Non à une imposition excessive
Hassine Dimassi a exprimé un avis défavorable quant à l’augmentation de l’Impôt sur le Revenu des Personnes Physiques (IRPP). Selon lui, la seule classe qui peut avoir un effet positif sur la consommation a été touchée dans son pouvoir d’achat, c’est la catégorie supérieure de la classe moyenne qui regroupe les médecins, les banquiers, les ingénieurs et cela fait selon lui que cette mesure fiscale n’aura aucun impact positif sur les recettes fiscales, dans la mesure où cette loi réduit la taxe pour certaines catégorises et l’augmente pour certaines autres : « Cette mesure n’aura aucun impact sur les ressources fiscales et elle aura au contraire un effet négatif sur la catégorie supérieure de la classe moyenne », a-t-il assuré.
S’agissant de l’augmentation de l’Impôt sur les sociétés (IS), Dimassi a estimé que cette mesure n’aura pas vraiment un grand impact sur les banques et les compagnies d’assurances, faisant toutefois remarquer que ce qui dérange vraiment c’est le recours excessif à l’augmentation de l’impôt à chaque fois où les ressources de l’Etat s’épuisent: «Recourir à l’imposition des personnes et des sociétés à chaque fois où nous avons besoins de renflouer nos caisses est le chemin le plus facile, ça devrait provenir de la croissance et pas de l’augmentation de l’impôt. », a-t-il précise.

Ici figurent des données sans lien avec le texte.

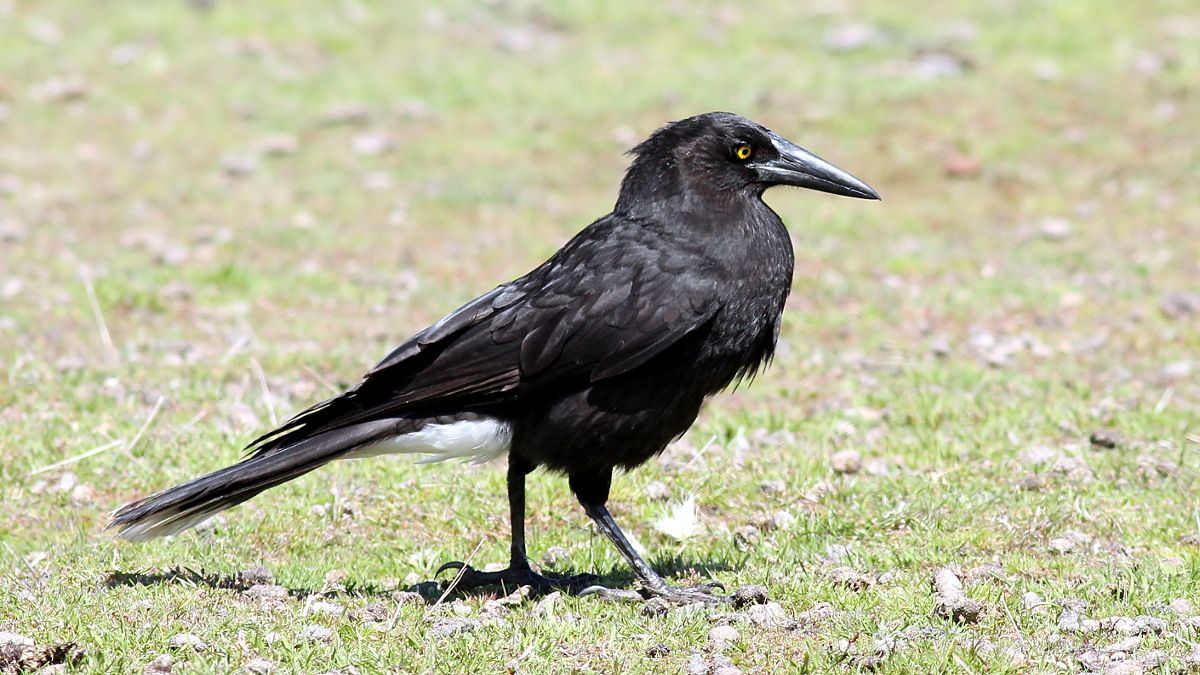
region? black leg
[508,455,533,569]
[434,455,596,592]
[571,471,725,603]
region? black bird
[109,113,880,602]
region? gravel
[708,626,742,651]
[300,625,334,643]
[934,567,984,623]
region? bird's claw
[580,581,730,604]
[433,560,598,593]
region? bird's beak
[751,133,880,199]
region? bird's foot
[580,581,730,604]
[433,561,600,595]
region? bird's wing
[242,221,719,452]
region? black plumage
[110,113,878,599]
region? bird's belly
[512,378,704,474]
[346,417,512,464]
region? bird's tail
[107,420,395,540]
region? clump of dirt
[0,635,83,673]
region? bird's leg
[434,455,596,592]
[571,472,726,603]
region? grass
[0,0,1200,673]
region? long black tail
[108,419,400,540]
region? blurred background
[0,0,1200,670]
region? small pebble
[646,480,671,502]
[758,479,787,495]
[242,584,288,602]
[1021,591,1045,611]
[1088,429,1121,449]
[350,593,386,623]
[541,546,570,567]
[242,658,275,675]
[533,591,563,617]
[708,626,742,651]
[142,653,175,675]
[745,602,788,628]
[300,626,334,643]
[305,601,346,616]
[731,584,768,609]
[642,598,671,616]
[0,631,34,647]
[430,619,484,639]
[167,633,209,651]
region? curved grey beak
[750,133,880,199]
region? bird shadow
[102,555,742,602]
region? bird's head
[617,113,880,211]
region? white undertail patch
[346,418,512,464]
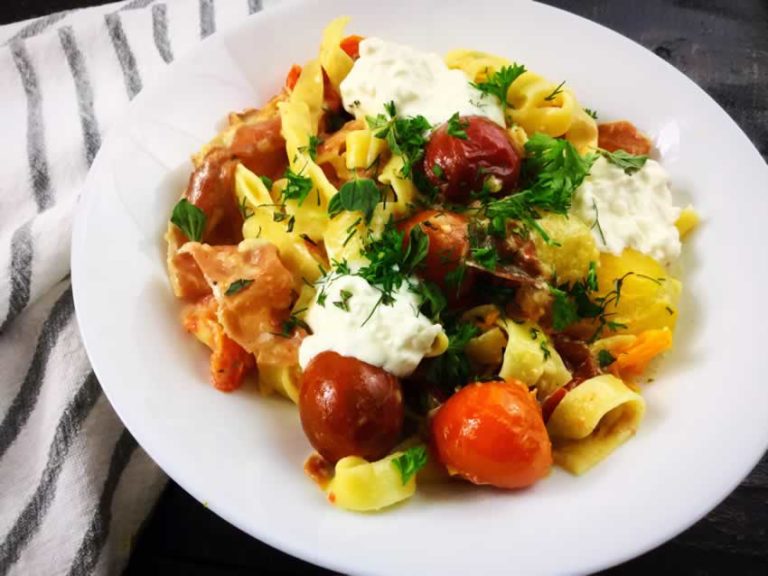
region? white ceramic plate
[72,0,768,574]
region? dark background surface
[0,0,768,576]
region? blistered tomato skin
[299,352,403,464]
[432,381,552,489]
[399,210,471,296]
[424,116,520,202]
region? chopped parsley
[425,321,480,388]
[471,64,526,111]
[544,80,565,102]
[392,444,427,486]
[259,176,274,190]
[171,198,206,242]
[549,286,579,332]
[470,246,499,271]
[224,278,253,296]
[446,112,469,140]
[278,308,310,338]
[328,178,381,223]
[485,132,595,243]
[283,168,312,206]
[333,290,352,312]
[366,102,432,178]
[597,148,648,176]
[597,350,616,368]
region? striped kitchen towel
[0,0,277,576]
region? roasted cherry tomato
[340,34,365,60]
[424,116,520,202]
[400,210,471,296]
[285,64,301,90]
[299,352,403,463]
[432,380,552,488]
[597,120,651,156]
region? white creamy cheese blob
[299,276,442,377]
[340,38,504,127]
[571,157,680,264]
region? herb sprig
[485,133,596,243]
[471,64,526,112]
[171,198,206,242]
[392,444,427,486]
[366,102,432,178]
[597,148,648,176]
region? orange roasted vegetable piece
[183,296,255,392]
[285,64,301,90]
[597,120,651,156]
[608,328,672,379]
[339,34,365,60]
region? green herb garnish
[392,444,427,486]
[366,102,432,178]
[171,198,206,242]
[328,178,381,223]
[283,168,312,206]
[471,64,525,111]
[485,132,595,243]
[224,278,253,296]
[597,148,648,176]
[597,350,616,368]
[447,112,469,140]
[544,80,565,102]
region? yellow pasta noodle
[565,105,597,155]
[444,49,512,82]
[346,128,387,170]
[532,213,600,284]
[320,16,354,90]
[379,154,417,218]
[289,60,323,134]
[327,452,416,512]
[499,318,571,399]
[235,164,320,290]
[507,71,581,136]
[547,374,645,474]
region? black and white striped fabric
[0,0,277,576]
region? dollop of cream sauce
[299,274,442,377]
[340,38,504,127]
[571,157,681,264]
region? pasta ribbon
[565,105,597,156]
[327,452,416,512]
[374,154,418,218]
[289,60,323,134]
[498,318,571,398]
[323,212,368,266]
[547,374,645,474]
[443,49,512,82]
[346,128,387,170]
[235,164,320,290]
[320,16,355,90]
[278,100,338,242]
[675,204,699,240]
[532,213,600,284]
[507,71,581,136]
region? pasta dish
[166,17,698,511]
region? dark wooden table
[0,0,768,576]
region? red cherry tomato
[432,380,552,488]
[424,116,520,202]
[285,64,301,90]
[597,120,651,156]
[299,352,403,464]
[400,210,471,296]
[340,34,365,60]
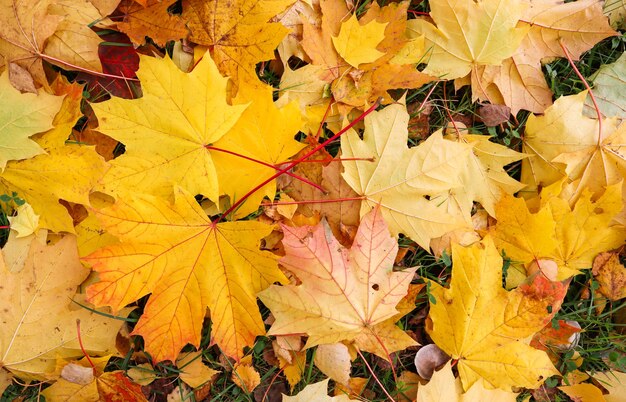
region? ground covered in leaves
[0,0,626,402]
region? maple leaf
[593,251,626,301]
[0,78,108,232]
[522,91,626,201]
[83,187,286,361]
[209,84,305,217]
[408,0,528,79]
[43,0,102,72]
[280,0,435,125]
[468,0,616,114]
[341,104,471,248]
[491,182,626,280]
[0,233,128,380]
[116,0,189,46]
[0,0,62,88]
[259,209,415,352]
[183,0,295,89]
[427,237,567,391]
[283,378,350,402]
[92,55,246,200]
[41,356,148,402]
[416,362,518,402]
[0,71,63,171]
[332,14,387,68]
[585,54,626,119]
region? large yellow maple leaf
[83,187,286,361]
[259,209,415,352]
[427,237,567,391]
[491,181,626,279]
[209,86,305,217]
[92,54,246,201]
[341,104,472,248]
[408,0,528,79]
[522,91,626,200]
[183,0,295,89]
[0,233,128,380]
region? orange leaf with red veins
[84,188,287,361]
[259,209,415,353]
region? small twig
[76,318,96,375]
[559,39,602,146]
[356,349,396,402]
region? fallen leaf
[183,0,295,90]
[584,52,626,119]
[259,209,415,353]
[521,91,626,200]
[313,343,352,385]
[416,362,518,402]
[491,182,626,280]
[283,379,350,402]
[592,253,626,301]
[92,57,246,200]
[427,237,567,391]
[0,235,128,380]
[0,71,63,167]
[43,0,102,72]
[407,0,528,80]
[176,352,219,388]
[83,187,286,361]
[414,343,450,380]
[341,104,471,248]
[116,0,189,47]
[0,0,62,87]
[332,14,387,68]
[208,84,305,218]
[593,370,626,402]
[559,384,606,402]
[41,357,148,402]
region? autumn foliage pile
[0,0,626,401]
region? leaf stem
[205,145,324,192]
[213,99,380,224]
[76,318,96,375]
[559,39,602,146]
[356,349,396,402]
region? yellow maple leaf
[183,0,295,89]
[470,0,617,115]
[0,71,63,167]
[408,0,528,79]
[92,54,246,200]
[341,104,472,248]
[427,237,567,391]
[209,88,305,217]
[83,187,286,361]
[41,356,148,402]
[0,79,108,232]
[283,378,350,402]
[116,0,189,46]
[522,91,626,201]
[259,209,415,353]
[332,14,387,68]
[416,362,518,402]
[491,182,626,280]
[0,235,128,380]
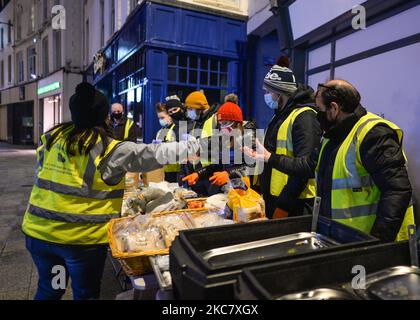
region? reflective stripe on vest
[27,204,120,223]
[270,107,316,199]
[22,127,125,245]
[124,119,134,140]
[316,113,414,241]
[156,123,181,173]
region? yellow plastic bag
[228,179,265,222]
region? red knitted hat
[217,102,244,122]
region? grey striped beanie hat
[264,65,298,94]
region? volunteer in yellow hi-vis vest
[246,80,414,242]
[181,91,221,196]
[22,83,199,300]
[155,103,180,183]
[110,103,138,142]
[254,59,321,218]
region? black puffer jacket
[260,86,321,217]
[269,106,412,241]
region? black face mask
[317,111,334,132]
[112,113,123,120]
[171,110,186,121]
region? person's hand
[273,208,289,220]
[243,139,271,162]
[182,172,200,186]
[209,171,229,186]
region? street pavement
[0,142,121,300]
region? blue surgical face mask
[264,93,279,110]
[187,110,198,121]
[159,119,168,127]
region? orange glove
[273,208,289,220]
[182,172,200,186]
[209,171,229,186]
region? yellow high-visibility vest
[193,114,217,168]
[316,112,414,241]
[124,119,134,140]
[270,107,316,199]
[156,123,181,173]
[22,127,125,245]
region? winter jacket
[260,85,321,216]
[269,106,412,241]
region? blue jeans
[26,237,107,300]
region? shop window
[178,54,188,68]
[200,71,209,86]
[210,59,219,71]
[220,73,227,87]
[220,61,227,72]
[210,72,219,87]
[28,47,37,80]
[188,70,198,84]
[190,56,198,69]
[16,52,25,82]
[167,53,228,104]
[179,69,187,83]
[168,53,177,66]
[168,68,176,81]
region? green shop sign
[38,82,61,96]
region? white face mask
[220,121,233,134]
[264,93,279,110]
[187,110,198,121]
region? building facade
[84,0,247,142]
[248,0,420,215]
[0,0,83,144]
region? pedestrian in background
[110,103,139,142]
[155,103,180,183]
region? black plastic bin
[170,216,378,300]
[235,242,410,300]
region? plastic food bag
[204,193,229,210]
[228,181,265,222]
[194,213,234,228]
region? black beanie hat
[69,82,109,129]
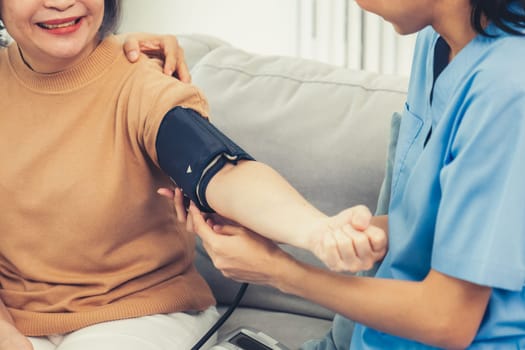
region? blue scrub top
[351,22,525,349]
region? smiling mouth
[37,17,82,30]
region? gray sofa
[179,34,407,349]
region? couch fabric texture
[179,34,408,349]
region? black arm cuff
[155,107,254,212]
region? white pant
[29,307,219,350]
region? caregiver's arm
[206,161,388,271]
[190,207,491,348]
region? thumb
[188,202,217,242]
[351,205,372,231]
[124,36,140,62]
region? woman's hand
[0,320,33,350]
[308,205,388,272]
[124,33,191,83]
[158,188,388,272]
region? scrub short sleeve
[432,84,525,291]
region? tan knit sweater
[0,37,214,336]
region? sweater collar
[8,36,122,93]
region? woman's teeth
[38,20,78,29]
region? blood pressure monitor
[210,327,289,350]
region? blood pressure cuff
[155,107,253,212]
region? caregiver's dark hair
[99,0,122,38]
[0,0,122,47]
[470,0,525,36]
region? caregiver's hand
[188,203,293,285]
[124,33,191,83]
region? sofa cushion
[177,34,230,70]
[186,46,407,348]
[192,47,406,214]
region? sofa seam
[194,63,407,95]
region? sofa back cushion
[192,47,407,317]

« Si le recours à l’imposition devient la règle cela signifie que nous sommes sur le mauvais chemin. Les bénéfices réalisés par les entreprises sont généralement déployés pour faire de nouveaux investissements et extensions, mais si les entreprises sont poussées à payer davantage d’impôt, elles ne vont pas investir et du coup, il n’y aura pas de nouvelles créations en termes d’emploi », a-t-il déploré.